Première femme élue à la tête de la ville, Mme Brindamour s’inquiète aussi d’une montée de l’intolérance. Au cours d’une manifestation « contre la violence » organisée en mai – trois jours avant la séance houleuse du conseil municipal – elle y a observé un ou deux drapeaux « comme tu voyais dans le Convoi de la liberté » – avec les mots Freedom et la feuille d’érable à l’envers – en plus d’y entendre des slogans racistes envers les Autochtones.

Ce mouvement a fait l’objet de controverses, en raison de son mode d’action, ses liens avec l’extrême droite et la participation de groupes extrémistes. « Je connais à peu près tout le monde ; je vis ici depuis 66 ans, et il y a des faces que je n’avais jamais vues », lance la mairesse.

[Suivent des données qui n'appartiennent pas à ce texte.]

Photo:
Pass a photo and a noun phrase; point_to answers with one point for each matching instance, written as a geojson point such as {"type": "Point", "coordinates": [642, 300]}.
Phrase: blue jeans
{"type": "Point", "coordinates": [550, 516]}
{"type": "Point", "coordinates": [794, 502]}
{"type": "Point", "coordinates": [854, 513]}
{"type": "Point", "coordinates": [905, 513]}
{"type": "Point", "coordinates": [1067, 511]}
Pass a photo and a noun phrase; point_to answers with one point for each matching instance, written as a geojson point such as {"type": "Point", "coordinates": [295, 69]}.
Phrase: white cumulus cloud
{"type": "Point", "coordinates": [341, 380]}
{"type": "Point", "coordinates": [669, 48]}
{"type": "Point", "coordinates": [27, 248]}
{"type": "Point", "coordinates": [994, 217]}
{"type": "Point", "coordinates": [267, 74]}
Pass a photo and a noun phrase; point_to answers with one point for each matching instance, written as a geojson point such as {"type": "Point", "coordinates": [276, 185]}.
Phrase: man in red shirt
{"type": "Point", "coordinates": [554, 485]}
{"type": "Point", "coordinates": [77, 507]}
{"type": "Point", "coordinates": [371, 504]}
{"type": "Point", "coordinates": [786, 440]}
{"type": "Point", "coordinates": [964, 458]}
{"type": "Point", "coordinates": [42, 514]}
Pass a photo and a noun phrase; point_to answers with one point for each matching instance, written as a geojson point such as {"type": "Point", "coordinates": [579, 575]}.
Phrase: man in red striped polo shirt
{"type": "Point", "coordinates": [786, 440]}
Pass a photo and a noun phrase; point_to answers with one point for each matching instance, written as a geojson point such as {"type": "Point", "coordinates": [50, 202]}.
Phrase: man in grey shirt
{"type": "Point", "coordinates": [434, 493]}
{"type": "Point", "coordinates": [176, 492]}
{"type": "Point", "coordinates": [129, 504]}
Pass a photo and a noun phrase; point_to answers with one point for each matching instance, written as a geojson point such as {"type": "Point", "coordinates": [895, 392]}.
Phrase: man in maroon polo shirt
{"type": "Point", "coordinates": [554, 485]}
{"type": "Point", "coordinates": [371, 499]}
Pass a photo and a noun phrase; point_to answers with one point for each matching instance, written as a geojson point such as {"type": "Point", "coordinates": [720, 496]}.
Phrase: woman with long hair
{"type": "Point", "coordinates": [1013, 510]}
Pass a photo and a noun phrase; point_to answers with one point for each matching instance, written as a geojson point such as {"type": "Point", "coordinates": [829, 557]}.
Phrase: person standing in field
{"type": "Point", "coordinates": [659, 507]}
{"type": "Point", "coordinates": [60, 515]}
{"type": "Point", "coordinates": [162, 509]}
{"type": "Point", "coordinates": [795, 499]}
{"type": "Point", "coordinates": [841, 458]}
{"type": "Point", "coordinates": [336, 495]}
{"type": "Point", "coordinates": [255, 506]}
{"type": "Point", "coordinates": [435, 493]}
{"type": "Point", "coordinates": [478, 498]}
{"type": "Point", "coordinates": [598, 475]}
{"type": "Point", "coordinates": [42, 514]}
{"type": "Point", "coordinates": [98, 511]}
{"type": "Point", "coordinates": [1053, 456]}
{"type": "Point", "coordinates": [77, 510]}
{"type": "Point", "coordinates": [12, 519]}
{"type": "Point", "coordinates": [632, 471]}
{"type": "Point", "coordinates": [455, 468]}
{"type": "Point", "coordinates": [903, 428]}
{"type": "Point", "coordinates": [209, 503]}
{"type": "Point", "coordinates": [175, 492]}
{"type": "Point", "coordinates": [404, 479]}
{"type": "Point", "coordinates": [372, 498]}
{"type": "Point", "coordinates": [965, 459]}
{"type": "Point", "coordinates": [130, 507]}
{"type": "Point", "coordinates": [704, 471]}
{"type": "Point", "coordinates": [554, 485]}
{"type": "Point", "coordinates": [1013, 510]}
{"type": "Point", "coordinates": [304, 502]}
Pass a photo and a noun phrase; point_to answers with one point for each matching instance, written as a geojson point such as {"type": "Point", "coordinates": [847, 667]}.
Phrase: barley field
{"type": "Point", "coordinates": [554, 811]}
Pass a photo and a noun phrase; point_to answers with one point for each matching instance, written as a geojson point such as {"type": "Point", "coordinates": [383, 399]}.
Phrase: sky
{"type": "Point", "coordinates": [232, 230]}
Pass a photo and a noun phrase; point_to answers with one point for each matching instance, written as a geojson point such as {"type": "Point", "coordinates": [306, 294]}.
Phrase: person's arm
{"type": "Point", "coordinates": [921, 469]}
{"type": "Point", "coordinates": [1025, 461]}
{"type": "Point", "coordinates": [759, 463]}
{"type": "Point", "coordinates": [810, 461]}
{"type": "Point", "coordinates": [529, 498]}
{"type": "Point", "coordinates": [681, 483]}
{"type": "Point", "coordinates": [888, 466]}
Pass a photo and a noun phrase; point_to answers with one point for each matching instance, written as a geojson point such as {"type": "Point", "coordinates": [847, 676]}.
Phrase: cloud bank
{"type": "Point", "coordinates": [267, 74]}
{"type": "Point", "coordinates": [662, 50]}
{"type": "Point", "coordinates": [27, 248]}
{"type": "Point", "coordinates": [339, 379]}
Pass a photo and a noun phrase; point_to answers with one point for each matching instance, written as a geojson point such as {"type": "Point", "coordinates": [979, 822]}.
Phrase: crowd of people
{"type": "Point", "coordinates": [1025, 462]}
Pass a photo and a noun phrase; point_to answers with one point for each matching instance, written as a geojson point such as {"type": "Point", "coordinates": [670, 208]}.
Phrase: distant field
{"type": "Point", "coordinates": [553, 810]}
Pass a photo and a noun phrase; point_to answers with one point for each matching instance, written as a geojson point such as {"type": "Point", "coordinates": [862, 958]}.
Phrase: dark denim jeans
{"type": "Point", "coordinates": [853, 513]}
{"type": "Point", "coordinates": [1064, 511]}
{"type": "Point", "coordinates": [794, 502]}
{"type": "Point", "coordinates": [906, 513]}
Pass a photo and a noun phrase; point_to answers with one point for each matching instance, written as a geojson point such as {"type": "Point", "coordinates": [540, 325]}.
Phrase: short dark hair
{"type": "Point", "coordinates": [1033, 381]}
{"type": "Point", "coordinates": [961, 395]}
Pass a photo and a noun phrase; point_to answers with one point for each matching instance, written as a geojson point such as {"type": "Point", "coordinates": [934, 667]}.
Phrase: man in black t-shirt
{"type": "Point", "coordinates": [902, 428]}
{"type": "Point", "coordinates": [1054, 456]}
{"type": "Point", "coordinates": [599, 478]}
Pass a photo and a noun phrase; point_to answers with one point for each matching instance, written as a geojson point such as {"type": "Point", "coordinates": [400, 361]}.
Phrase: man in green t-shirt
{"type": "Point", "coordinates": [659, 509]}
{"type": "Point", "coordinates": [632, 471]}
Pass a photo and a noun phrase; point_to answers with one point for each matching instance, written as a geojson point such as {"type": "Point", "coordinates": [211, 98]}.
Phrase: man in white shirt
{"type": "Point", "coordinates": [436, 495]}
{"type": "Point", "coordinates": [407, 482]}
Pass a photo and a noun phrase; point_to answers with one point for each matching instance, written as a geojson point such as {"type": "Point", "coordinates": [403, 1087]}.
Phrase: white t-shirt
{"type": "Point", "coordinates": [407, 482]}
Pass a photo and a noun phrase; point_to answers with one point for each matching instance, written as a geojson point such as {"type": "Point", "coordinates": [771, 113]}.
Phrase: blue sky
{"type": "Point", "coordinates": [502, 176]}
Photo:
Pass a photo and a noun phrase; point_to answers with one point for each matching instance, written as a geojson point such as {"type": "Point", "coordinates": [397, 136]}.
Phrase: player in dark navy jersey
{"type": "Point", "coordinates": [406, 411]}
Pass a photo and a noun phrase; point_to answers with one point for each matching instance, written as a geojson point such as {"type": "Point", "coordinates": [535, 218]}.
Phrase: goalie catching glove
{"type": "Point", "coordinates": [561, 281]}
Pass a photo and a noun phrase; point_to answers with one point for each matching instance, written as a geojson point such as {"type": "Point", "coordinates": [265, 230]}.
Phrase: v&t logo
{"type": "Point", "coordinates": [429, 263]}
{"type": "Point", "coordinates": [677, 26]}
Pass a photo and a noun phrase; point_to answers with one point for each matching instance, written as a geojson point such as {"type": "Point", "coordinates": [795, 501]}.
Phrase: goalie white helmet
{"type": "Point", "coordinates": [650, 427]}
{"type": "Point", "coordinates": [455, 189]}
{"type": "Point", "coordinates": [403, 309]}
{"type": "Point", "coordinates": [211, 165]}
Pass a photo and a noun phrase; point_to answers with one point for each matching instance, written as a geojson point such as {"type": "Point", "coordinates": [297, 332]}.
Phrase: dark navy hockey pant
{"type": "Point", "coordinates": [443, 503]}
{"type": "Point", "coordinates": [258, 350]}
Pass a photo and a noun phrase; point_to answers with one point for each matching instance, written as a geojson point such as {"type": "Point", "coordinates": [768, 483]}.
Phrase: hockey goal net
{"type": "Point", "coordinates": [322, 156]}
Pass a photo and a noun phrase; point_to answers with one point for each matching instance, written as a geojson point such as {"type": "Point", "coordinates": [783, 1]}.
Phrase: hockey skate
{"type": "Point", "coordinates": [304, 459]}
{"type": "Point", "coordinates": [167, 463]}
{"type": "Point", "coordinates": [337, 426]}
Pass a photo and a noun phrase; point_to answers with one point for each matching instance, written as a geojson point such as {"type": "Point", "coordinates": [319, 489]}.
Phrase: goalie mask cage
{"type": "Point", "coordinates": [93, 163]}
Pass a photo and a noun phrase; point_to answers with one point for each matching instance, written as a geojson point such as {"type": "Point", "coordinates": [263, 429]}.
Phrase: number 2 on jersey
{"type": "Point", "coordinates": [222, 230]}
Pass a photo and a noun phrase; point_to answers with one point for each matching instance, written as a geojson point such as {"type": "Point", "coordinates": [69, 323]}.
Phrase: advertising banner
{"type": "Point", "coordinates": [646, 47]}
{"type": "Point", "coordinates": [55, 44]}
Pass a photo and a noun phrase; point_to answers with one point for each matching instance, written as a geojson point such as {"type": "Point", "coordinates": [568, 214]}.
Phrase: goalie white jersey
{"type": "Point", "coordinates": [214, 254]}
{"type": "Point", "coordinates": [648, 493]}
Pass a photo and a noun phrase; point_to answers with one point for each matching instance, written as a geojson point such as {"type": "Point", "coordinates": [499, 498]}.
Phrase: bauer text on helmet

L’organisateur, qui lui est de Val-d’Or, confirme les observations de l’élue et s’en désole tout autant. « Moi je voulais dénoncer la montée d’incidents violents ; une violence qui n’a pas de race ni de couleur, nous explique Éric-Alexandre Duval. C’est rendu que ma grand-mère a peur d’aller au guichet au centre-ville. » Amer de son expérience, il n’a pas l’intention d’organiser d’autres manifestations.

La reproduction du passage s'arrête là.